[sdiy] Operational Transconductance Amplifiers

Magnus Danielson magnus at rubidium.dyndns.org
Tue Mar 9 21:11:28 CET 2010


Walker Shurlds wrote:
> Recent post called Source for 3080's reminded me, so I thought I'd ask.
> 
> As a noob, albeit one with circuit analysis skills, I've decided to
> analyze every part of the ASM-1 until I grok it before building
> anything serious.

This is a good approach if you got the skills. There are a number of 
challenges. The VCO and VCF having most of them.

> There are a few minor things I don't quite get yet
> (the capacitor between the negative input and the output of the expo
> converter op-amp, for instance) but I'll figure it out in time.

Limiting the bandwidth for the sake of stability.

> But when I flipped the page from the VCO to the VCF I said "WHAT THE
> HELL IS THAT!?".  Eventually figured out that it's one of these OTA
> things.
> 
> Anyway, I'm having difficulty figuring out how they work.  Wikipedia
> gave me an equation for the open-loop gain (Iout = Vdiff*gm), but that
> doesn't tell me at all what Iabc or Ibias are for at all, and doesn't
> help much with solving a circuit.

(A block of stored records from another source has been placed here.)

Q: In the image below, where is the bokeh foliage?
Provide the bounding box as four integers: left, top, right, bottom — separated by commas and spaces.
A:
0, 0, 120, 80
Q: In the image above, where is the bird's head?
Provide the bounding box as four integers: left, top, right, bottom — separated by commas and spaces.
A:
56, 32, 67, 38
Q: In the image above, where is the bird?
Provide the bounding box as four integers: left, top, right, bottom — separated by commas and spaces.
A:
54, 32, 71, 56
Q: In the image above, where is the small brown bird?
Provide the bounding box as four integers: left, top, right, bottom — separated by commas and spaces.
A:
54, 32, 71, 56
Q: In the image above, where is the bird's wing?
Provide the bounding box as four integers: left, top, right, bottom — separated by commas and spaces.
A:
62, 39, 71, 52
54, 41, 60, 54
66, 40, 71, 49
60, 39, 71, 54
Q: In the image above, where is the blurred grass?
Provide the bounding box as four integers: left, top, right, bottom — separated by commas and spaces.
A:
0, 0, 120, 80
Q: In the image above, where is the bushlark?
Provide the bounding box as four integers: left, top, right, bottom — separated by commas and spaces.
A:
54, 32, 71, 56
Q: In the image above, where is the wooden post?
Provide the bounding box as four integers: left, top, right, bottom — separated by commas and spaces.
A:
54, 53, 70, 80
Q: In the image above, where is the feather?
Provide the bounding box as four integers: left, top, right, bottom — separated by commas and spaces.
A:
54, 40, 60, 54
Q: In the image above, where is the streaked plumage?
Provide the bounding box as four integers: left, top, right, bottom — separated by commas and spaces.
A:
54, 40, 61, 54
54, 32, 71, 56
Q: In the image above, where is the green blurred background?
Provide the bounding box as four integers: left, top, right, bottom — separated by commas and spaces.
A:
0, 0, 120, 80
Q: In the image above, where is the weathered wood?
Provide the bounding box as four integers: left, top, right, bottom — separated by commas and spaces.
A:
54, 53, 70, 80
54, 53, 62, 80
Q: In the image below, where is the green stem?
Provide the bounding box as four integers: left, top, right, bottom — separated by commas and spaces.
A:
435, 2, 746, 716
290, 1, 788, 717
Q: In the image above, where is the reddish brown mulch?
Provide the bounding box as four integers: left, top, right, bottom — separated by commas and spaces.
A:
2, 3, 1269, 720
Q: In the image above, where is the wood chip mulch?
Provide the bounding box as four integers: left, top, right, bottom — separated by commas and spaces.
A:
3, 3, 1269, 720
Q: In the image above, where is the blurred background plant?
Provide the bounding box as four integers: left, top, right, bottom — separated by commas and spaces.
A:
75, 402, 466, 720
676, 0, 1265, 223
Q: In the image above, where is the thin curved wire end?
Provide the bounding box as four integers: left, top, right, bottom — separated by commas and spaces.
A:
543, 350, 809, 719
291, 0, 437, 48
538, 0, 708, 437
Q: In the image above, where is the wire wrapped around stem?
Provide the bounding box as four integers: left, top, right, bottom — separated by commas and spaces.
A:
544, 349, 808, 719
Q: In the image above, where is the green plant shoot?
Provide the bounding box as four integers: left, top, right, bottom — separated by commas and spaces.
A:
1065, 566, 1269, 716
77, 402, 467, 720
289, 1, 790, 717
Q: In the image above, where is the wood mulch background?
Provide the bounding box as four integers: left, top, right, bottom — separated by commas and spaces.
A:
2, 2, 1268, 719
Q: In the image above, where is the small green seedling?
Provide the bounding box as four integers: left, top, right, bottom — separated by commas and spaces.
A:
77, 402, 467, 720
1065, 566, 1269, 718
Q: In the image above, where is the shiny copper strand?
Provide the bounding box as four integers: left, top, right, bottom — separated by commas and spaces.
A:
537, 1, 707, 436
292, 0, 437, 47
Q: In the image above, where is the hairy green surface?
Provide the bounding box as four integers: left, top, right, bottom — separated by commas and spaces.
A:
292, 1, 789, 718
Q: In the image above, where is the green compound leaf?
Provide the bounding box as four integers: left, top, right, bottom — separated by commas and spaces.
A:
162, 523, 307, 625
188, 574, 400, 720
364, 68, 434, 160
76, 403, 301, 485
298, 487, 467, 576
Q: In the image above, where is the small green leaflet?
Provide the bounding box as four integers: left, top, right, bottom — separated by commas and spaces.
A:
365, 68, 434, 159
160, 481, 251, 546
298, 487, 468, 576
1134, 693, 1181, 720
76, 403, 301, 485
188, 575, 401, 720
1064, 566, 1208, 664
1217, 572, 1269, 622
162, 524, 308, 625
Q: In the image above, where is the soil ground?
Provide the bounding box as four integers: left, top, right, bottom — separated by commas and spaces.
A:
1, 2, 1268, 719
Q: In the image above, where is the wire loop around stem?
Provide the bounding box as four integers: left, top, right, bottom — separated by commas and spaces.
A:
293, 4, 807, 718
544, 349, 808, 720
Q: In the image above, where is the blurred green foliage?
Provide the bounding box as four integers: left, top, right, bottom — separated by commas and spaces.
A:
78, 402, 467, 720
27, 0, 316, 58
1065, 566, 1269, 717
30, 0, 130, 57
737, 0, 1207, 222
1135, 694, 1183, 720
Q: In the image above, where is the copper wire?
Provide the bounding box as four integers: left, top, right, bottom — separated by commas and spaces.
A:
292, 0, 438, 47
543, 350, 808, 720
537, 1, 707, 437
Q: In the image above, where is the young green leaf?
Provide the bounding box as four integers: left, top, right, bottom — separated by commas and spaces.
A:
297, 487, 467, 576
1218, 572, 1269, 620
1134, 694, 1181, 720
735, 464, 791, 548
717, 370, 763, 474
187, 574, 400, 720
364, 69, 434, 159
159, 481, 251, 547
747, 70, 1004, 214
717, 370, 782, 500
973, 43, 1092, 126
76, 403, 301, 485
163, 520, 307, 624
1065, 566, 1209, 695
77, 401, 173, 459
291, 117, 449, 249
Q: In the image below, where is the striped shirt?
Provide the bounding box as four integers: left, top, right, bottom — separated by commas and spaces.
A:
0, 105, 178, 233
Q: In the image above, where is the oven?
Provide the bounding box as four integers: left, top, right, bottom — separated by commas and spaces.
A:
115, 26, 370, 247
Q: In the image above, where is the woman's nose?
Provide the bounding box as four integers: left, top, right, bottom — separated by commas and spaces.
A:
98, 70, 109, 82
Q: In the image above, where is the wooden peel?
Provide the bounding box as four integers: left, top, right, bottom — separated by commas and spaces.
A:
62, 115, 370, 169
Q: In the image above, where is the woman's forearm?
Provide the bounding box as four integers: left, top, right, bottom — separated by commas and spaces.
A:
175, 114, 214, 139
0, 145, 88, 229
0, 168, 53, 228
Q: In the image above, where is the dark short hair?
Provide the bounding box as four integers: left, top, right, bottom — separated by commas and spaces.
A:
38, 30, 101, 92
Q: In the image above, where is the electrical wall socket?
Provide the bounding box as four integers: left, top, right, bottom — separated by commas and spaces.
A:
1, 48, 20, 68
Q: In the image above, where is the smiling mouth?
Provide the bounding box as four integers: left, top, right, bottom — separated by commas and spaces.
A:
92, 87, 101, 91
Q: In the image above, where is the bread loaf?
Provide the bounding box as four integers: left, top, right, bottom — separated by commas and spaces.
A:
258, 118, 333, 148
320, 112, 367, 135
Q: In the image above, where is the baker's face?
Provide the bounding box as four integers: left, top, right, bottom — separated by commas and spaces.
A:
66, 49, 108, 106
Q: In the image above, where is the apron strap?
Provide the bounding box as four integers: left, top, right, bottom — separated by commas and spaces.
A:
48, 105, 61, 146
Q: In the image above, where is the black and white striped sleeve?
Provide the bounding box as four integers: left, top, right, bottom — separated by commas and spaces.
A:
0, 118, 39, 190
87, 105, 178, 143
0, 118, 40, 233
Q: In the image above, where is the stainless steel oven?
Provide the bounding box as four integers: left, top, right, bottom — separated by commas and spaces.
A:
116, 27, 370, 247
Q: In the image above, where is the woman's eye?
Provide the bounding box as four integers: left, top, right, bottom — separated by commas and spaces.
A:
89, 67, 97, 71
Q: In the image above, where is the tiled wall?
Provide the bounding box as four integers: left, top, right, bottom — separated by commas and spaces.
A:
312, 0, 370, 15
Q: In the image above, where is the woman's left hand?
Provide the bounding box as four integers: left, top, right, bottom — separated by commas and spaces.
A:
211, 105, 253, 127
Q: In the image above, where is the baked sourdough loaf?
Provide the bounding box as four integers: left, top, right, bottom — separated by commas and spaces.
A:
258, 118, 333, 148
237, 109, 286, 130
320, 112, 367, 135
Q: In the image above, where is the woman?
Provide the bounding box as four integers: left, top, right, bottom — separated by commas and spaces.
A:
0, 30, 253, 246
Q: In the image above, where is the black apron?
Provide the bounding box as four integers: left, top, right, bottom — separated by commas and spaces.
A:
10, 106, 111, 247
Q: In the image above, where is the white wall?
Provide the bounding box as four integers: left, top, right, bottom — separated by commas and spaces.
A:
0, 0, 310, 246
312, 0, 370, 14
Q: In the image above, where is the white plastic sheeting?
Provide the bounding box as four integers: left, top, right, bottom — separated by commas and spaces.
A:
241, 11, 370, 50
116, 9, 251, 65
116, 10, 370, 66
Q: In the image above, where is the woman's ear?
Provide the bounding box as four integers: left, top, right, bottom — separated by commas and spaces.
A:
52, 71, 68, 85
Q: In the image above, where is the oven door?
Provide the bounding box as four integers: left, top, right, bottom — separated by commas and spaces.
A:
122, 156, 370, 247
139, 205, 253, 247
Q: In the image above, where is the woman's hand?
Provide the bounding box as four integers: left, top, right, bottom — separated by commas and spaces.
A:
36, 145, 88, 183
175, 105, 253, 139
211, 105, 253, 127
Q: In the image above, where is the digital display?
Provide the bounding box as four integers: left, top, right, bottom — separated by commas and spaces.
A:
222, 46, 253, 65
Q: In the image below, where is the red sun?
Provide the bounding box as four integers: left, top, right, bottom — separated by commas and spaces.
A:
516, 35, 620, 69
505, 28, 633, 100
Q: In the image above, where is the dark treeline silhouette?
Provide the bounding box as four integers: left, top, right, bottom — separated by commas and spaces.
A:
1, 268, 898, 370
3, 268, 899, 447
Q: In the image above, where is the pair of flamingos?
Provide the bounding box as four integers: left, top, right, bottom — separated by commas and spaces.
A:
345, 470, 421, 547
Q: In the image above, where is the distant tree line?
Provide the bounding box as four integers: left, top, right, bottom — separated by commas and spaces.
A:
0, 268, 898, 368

Based on the ASM-1 VCF schematic, Iabc
> is the part that actually does the "VC" in "VCF"!

The Iout = Vdiff*gm part is the magical transconductance part, but OTA 
has a twist to it... the gm part can be varied by a current, the Iabc 
current.

Thus, the effective formula becomes Iout = Vdiff*Iabc*const. The input 
voltage will flipp the direction of the output current but the Iabc 
current does not allow it, it only scales the output linearly (well... 
nothing is really linear but as the basic concept).

> So, yeah.  How exactly do these things work and/or does anyone know of
> a good website/book that explains them thoroughly?

Not too complex. Behaves like a current-controlled resistor when looking 
into a virtual ground, which is what they do in the VCF.